We hope that they were listening to the United Nations speech, too, during which the pope reiterated with more vigor the familiar and humane Catholic teaching on marriage, abortion, and family life, with strong words on sex trafficking and religious liberty making a welcome appearance, too. The pope being the pope, there was a firm denunciation of “declarationist nominalism,” which is Vaticanese for the fact that a fetus isn’t an eggplant and Bruce Jenner isn’t a woman. Even better, a surprise visit to the Little Sisters of the Poor gave them some succor as the Obama administration continues to try to coerce them.

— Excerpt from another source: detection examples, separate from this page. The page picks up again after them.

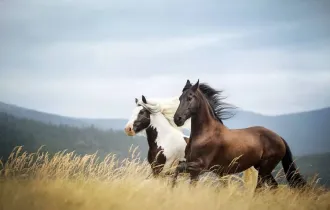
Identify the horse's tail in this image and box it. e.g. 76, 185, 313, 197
282, 138, 306, 187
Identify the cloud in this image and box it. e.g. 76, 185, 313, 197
0, 0, 330, 117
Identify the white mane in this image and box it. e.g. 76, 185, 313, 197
138, 97, 191, 131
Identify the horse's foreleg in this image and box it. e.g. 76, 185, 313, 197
172, 161, 187, 188
187, 161, 203, 186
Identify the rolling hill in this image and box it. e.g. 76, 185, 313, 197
0, 102, 330, 155
0, 103, 330, 187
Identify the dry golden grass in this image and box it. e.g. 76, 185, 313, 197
0, 147, 330, 210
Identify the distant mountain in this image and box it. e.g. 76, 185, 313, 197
0, 102, 127, 130
0, 102, 330, 155
225, 108, 330, 155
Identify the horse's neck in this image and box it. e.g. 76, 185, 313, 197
146, 113, 179, 147
191, 94, 225, 138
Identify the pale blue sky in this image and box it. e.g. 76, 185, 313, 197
0, 0, 330, 118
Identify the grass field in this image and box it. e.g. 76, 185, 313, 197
0, 147, 330, 210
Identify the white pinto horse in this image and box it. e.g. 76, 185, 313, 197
125, 96, 190, 176
125, 96, 258, 188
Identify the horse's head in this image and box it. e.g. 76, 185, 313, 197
174, 80, 199, 126
125, 96, 151, 136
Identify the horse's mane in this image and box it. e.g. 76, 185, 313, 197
138, 97, 191, 131
184, 83, 236, 123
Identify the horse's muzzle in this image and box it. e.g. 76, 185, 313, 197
125, 125, 135, 136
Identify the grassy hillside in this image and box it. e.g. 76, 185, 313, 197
0, 102, 330, 155
0, 112, 147, 162
0, 148, 330, 210
0, 113, 330, 187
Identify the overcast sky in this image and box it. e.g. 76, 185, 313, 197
0, 0, 330, 118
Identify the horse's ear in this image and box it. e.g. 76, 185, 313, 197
191, 79, 199, 92
142, 95, 147, 104
182, 79, 192, 92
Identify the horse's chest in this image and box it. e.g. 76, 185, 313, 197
185, 139, 214, 161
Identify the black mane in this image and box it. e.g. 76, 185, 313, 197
199, 83, 236, 123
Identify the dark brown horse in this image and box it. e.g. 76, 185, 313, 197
172, 80, 306, 188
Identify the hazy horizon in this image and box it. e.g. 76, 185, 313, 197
0, 0, 330, 118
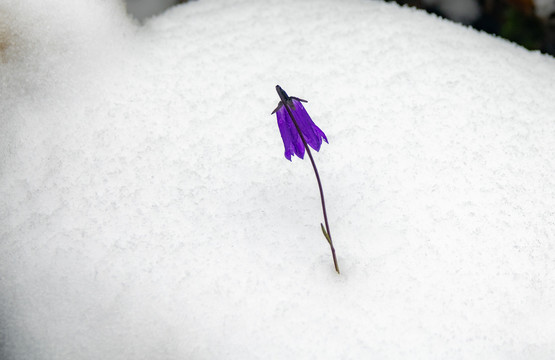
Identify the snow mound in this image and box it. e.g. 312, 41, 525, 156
0, 0, 555, 359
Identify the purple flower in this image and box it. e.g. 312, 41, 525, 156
272, 85, 328, 161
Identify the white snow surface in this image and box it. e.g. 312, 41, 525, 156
0, 0, 555, 360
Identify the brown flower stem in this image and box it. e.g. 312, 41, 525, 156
283, 101, 340, 274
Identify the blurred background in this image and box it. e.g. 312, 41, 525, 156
126, 0, 555, 56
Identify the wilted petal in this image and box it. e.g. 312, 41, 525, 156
277, 105, 305, 161
291, 98, 328, 151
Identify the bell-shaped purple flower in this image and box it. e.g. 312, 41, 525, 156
272, 88, 328, 161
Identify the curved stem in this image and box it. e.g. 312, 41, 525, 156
283, 102, 340, 274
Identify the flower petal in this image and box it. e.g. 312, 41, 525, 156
277, 105, 305, 161
291, 98, 328, 151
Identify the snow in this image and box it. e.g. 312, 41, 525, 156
0, 0, 555, 360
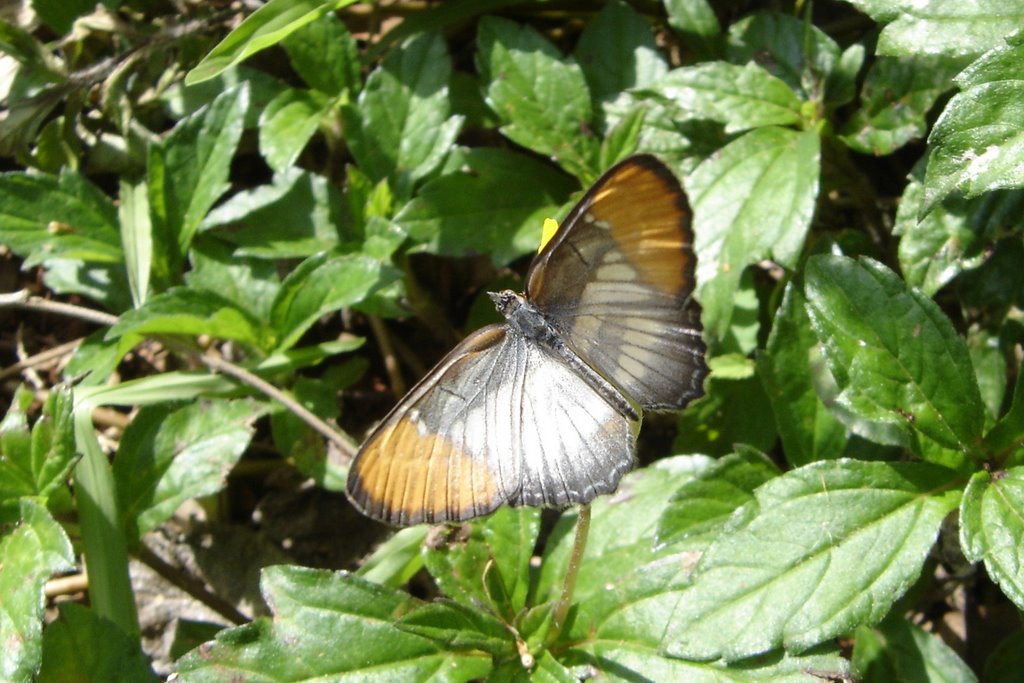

We reiterate our standing criticism of Pope Francis’s economic views, which are at best shallow and at worst potentially destructive, though he did manage a lukewarm moment of praise for American enterprise when addressing Congress. There simply is no substitute for capitalist abundance if we are at all serious about feeding the Lord’s sheep. Francis’s famous love of Franciscan simplicity tips too easily into oversimplification. Popes do politics, but to farther ends, and that the current pope sometimes puts a Peronist spin on certain eternal truths — that men are neither widgets nor livestock, that they are made in the image of the Almighty and bound for a kingdom not of this world — does not diminish those truths, against which the gates of hell shall not prevail.